その状態のまま、ミラは気合を入れる要領で力強く口を開く。
「魔導機構武闘術、第二形態」
ミラが呟いた直後、ガシャガシャと耳に響く金属音と変形音をと共にミラの両腕が見る見るうちに五指の先端に銃口を携えた武装へと変貌を遂げた。
そして五指をホーンラビットの群れに構えた瞬間――。
「魔銃腕乱撃」
ミラが告げる技名と同時に、銃口から無数の弾丸が一斉射撃されたのだった。
魔力を結晶化させて放出される彼女の弾丸は、現世界の機関銃並みの威力となっている。食らえば一溜まりもない。
真正面からその豪雨に向かったホーンラビットは、瞬く間に何百発もの魔力の弾丸を食らうこととなり次から次へと散っていった。
しかしホーンラビット達の群れはまだ尽きることはない、後詰の増援が入れ替わるように現れた。
その群れに対しても迎撃態勢をミラが取ろうとしたが、身体に力が入らず地に膝を付けてしまう。
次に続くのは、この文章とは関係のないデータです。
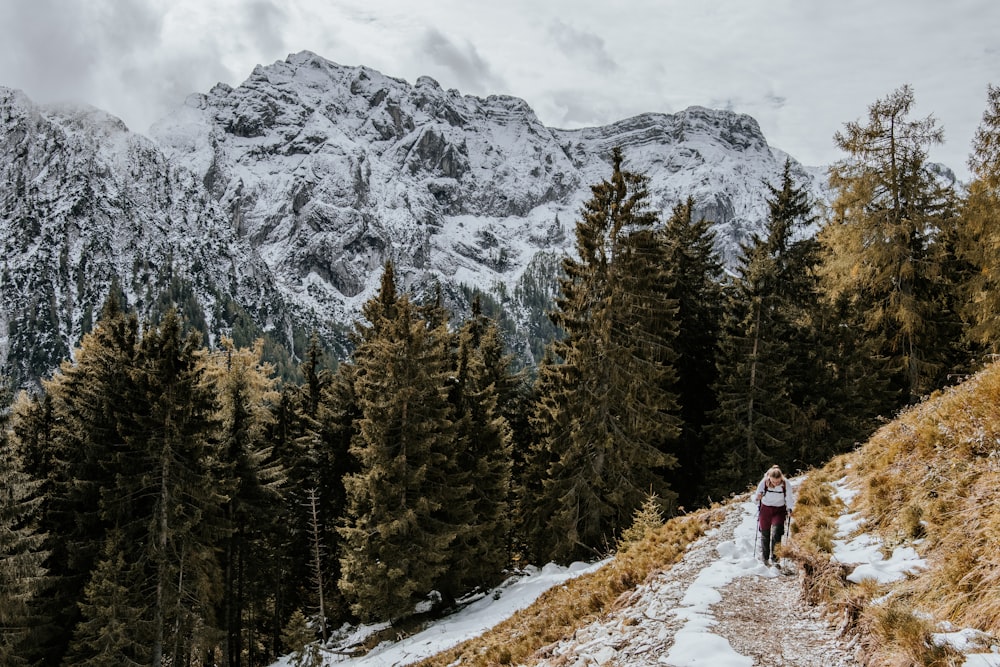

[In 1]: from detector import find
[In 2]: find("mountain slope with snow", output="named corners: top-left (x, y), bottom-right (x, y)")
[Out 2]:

全速力で走り切れば息が切れるように、短時間で大量の魔力を使ってしまったせいで魔力切れを起こしてしまったのだ。
「やっばい、調子乗り過ぎちゃった……うん」
万事休す。ホーンラビットの群れがミラを覆いつくそうとするが、そこに割って入った巨漢が彼女の命を繋ぐ。
「させないんだな、ほいっと!」
団一の巨漢であるカジミアがミラの前に割り込むと同時に、ホーンラビットの群れ目掛け青い球状の物体を投げ入れた。
その球状が群れの中に完全に潜り込んだところで、カジミアは口角を吊り上げる。
「氷結爆撃」
カジミアがそう告げた次の瞬間、轟音と共に激しい爆発がホーンラビットの中枢で炸裂する。直後飛んできた爆風は冷気を纏っており、周囲の草木を凍てつかせた。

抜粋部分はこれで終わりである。